The dream New Orleans city blends seamlessly with the dream Habana Vieja in my dreams. The landscapes outside of these cities in Cuba and Louisiana blend as well. Perhaps this is because of many places in the Cuban sugar regions we visited on this trip, including ruins of 17th, 18th and 19th sugar plantations and mills, shut down sugar plantations and mills and sugar plantations from the 19th century, where we were served foods that the slaves created, had hair styles, clothing and dances demonstrated to us by descendants of the slave labor forces, and in the community created slave era museums. We also visited mills that are in continued sugar production currently, that employ the descendants of the slave labor force of the 19th century, particularly in Matanzas* province.

The two places also blend seamlessly due to NO and Louisiana belonging to Spain in the 18th century, and governed from Havana by the Spanish Military General O'Reilly-- see, particularly,

Habana Vieja, plaza des armas; a monument honoring Carlos Manuels Céspedes, 19th C Independista.  Behind the viewer's perspective is the Cabildo.

Csbildo, plaza des arms, Habana Vieja.
Cabildo, Jackson Square, New Orleans.

La plaza des armas in Habana Vieja and Jackson Square in New Orleans (though Jackson Square is a lot smaller, naturally --

Marshal Alejandro, Conde de O'Reilly (1722, Dublin, Ireland – March 23, 1794, Bonete, Spain)
who also built NO's Jackson Square (though it wasn't called that then).

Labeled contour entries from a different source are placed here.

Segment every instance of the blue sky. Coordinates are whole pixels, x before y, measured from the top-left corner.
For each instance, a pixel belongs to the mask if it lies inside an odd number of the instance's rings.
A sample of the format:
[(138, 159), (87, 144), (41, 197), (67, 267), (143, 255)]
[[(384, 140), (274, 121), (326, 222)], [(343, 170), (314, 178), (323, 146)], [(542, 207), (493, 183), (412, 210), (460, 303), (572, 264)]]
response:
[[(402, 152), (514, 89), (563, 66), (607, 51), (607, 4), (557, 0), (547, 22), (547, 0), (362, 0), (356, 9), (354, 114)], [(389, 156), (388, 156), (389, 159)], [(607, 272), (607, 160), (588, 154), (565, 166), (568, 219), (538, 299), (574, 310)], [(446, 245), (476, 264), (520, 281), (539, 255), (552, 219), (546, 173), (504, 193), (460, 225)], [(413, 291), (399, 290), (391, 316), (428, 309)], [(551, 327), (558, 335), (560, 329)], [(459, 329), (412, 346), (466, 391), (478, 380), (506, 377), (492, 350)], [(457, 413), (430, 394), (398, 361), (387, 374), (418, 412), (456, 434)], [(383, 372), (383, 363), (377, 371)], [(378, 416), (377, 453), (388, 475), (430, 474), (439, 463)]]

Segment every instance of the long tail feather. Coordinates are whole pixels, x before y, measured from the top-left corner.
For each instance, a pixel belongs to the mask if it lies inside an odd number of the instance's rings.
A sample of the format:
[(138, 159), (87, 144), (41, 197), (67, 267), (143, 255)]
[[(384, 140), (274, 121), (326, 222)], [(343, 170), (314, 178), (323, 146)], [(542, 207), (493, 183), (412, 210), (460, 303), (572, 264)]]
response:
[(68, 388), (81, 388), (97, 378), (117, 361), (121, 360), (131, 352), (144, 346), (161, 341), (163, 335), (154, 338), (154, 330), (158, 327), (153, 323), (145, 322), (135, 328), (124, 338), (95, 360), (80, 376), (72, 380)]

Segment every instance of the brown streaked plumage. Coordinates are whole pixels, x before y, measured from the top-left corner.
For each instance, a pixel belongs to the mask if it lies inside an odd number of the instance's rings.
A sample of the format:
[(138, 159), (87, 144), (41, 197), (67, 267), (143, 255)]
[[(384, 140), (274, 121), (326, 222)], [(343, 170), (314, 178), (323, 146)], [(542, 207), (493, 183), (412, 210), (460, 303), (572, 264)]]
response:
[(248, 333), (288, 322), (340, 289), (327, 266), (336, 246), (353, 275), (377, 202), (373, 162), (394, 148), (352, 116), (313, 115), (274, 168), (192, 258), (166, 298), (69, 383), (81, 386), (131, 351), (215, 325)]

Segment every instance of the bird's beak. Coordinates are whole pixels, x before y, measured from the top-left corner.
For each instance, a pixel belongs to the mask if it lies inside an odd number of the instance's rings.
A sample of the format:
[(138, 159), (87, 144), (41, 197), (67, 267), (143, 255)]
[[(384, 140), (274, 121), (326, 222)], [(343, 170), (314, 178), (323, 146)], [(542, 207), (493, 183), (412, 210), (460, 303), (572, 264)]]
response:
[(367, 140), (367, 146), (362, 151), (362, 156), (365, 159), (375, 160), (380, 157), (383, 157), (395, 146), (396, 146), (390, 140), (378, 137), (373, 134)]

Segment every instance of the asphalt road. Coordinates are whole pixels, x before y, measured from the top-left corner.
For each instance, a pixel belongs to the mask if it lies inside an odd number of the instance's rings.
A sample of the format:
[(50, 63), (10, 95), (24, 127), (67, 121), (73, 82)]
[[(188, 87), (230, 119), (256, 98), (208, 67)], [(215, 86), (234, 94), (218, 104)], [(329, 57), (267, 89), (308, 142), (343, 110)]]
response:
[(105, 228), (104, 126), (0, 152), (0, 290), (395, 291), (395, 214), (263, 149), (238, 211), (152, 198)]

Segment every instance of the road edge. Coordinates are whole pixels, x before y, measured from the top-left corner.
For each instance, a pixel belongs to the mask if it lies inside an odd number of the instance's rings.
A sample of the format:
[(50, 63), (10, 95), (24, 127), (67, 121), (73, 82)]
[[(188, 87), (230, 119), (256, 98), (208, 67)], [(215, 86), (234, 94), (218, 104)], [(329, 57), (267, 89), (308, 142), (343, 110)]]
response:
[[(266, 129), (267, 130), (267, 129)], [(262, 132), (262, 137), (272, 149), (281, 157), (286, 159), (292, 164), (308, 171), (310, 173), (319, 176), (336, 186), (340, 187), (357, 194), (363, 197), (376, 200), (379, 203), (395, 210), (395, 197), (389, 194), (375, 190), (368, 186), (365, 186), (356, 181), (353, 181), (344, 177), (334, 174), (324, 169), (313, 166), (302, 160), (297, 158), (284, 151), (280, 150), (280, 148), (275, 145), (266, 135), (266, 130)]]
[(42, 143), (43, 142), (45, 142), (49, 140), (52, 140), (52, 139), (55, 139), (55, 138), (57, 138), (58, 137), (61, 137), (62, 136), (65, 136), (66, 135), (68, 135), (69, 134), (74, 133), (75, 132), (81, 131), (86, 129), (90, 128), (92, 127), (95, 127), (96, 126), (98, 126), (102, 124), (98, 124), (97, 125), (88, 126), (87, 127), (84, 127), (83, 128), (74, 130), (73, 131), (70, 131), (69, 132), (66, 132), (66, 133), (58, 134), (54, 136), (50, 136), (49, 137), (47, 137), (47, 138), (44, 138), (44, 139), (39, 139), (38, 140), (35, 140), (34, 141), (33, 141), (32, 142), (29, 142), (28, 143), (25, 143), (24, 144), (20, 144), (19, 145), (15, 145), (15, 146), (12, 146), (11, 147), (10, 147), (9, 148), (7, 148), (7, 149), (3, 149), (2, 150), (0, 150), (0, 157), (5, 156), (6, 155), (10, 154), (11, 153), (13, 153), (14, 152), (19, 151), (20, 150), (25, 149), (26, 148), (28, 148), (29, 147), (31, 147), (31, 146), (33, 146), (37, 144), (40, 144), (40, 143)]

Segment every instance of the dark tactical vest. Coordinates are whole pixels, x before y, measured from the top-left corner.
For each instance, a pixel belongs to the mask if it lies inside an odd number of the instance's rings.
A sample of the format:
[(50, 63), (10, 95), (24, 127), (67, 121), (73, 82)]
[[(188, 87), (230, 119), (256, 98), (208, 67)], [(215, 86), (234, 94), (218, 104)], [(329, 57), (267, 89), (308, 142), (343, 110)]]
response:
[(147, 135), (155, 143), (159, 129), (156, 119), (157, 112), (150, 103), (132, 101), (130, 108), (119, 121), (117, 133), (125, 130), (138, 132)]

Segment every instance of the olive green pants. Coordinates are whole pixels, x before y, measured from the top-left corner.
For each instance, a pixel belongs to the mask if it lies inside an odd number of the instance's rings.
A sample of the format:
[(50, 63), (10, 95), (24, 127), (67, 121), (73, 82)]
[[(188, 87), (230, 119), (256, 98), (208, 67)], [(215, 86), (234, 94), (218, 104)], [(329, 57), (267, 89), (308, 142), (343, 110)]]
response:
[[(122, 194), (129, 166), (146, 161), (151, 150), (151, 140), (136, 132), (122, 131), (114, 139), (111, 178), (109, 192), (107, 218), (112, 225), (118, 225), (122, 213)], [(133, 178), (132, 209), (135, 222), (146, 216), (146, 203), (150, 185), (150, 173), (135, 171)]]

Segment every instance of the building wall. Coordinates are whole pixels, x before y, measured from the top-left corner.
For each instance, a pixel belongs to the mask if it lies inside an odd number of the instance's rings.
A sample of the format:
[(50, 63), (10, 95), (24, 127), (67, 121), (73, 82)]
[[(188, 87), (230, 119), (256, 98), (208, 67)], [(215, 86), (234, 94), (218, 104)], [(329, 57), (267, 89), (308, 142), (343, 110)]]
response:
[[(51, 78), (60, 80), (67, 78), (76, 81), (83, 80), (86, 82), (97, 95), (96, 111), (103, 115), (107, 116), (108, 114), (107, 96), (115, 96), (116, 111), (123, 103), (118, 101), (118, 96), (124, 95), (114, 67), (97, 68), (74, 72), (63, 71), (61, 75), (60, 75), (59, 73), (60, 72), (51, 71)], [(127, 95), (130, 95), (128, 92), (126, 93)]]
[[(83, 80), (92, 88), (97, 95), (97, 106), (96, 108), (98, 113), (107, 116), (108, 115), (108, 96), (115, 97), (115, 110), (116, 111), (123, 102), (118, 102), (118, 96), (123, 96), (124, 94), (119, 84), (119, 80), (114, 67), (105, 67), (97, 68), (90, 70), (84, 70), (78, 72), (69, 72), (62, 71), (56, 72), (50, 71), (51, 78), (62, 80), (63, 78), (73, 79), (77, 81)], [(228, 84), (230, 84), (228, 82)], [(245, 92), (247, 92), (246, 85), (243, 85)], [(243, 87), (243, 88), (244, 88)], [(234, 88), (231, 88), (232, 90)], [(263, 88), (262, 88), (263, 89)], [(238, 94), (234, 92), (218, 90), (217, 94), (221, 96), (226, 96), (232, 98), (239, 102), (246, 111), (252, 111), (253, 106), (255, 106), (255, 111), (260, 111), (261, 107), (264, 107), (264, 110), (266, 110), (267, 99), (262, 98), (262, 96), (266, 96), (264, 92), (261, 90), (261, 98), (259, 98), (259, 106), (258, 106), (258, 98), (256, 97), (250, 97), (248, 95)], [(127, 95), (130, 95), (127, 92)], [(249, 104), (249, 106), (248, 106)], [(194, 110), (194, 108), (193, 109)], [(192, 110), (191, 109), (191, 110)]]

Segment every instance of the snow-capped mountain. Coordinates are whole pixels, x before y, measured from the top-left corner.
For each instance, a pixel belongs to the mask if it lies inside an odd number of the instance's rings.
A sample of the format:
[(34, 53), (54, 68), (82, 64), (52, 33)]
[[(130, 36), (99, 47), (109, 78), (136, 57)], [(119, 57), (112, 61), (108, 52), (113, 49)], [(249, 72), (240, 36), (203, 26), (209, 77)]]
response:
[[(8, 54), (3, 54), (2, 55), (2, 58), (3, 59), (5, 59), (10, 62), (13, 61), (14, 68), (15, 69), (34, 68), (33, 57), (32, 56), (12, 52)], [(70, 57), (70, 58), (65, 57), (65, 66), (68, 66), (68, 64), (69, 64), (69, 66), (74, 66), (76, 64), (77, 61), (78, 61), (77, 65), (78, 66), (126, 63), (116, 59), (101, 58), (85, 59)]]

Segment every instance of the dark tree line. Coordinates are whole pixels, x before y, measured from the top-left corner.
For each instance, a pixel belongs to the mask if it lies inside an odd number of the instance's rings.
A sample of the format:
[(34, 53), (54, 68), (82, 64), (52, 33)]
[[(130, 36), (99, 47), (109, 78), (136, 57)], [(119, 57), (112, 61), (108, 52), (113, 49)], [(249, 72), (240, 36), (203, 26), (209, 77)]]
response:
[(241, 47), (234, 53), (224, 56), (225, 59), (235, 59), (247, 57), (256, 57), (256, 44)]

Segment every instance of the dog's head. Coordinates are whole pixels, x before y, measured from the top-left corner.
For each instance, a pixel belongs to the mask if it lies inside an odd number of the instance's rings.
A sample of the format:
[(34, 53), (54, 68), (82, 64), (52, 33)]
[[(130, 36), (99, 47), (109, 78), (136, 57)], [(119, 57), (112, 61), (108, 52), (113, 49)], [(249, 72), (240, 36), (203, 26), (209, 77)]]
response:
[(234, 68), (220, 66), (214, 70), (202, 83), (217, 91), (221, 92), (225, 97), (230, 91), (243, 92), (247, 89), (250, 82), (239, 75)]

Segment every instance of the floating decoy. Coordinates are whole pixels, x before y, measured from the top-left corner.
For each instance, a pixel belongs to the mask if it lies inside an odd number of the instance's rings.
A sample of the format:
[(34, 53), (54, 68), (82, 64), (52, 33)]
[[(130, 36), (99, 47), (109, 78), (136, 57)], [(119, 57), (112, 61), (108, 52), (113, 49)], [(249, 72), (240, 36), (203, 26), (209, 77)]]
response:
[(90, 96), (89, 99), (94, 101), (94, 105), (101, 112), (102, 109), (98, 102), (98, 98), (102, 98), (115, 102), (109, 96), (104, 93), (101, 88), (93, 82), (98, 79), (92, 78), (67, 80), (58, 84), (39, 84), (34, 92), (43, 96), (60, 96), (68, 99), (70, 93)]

These fortresses built by Spain throughout the Spanish Antilles, New Orleans and Latin America, are all built on the same system.  So the one in Matanzas, Cuba looks just like the one in St. Augustine, Florida and the remains of the barracks etc. in New Orleans Jackson Square.

Both BL and I kept having New Orleans flashbacks/ For instance, passing by three guys squatting after work hours by a warehouse situated on the Regla train tracks,* *drinking beer. We both thought for a second we were on the street from NO's Quarter on the way to the Bywater.  El V, however, sneered at both of us, for he sees Havana and Cuba only as themselves, period, and knows them both far more intimately than I, or even Blake.  Nevertheless, Blake and I saw what we saw, and Blake knows NO so very well due to his years as music supervisor for the David Simon HBO series, Treme.

In the meantime BL keeps adding to the Travelers' shared google photo site,
which, if I have it right, is available to anyone with a google and / or gmail account.

-----------------------------

Things were a mess weather-wise during a fair amount of our tour.  Here, in Colon, Matanzas, is horse went down in the drenching rain.  Horses remain a major part of transportation, along with oxen, in much of Cuba's rural areas, as riding animals, pulling buggies with passengers, and carts loaded with produce.  Also to herd cattle.
*  Here is one ruin we visited in Matanzas province, where were taken to see the sacred Ceiba tree (alas, it was too dark by the time I got to the ceiba in Colon, Matanzas, for any photo to have come out), their community effort slavery museum, various templos to seven of the orishas, and given a tremendous performance of both rumba and santería drumming and dance.  Then we came back to the primitive, i.e. for the working man, hotel, the only hotel in Matanzas, still, at this time, when the city's just booming!



The (famous) ferry that connects Regla and Havana muncipios.  Can't help it: this reminds me of the New Orleans Canal St. ferry that connects West and East Banks.




New Orleans's Canal Street ferry, connecting to Algiers, on the West Bank. 
** Regla, is the west-central district across the Havana bay.  It's harbor is where the slave ships landed their tragic cargo throughout the later 18th and 19th centuries.  It's the birth place of the rumba and where the Abaqua society -- the Leopard secret society from the Five Rivers area of Nigeria and Cameroon -- took control of the docks.

Historical Museum of Guanabacoa
Regla beats out even Guanabocoa, situated in eastern Havana, the part of Havana known for brujeria, for the distinction of being the poorest and blackest of Havana's 15 municipios.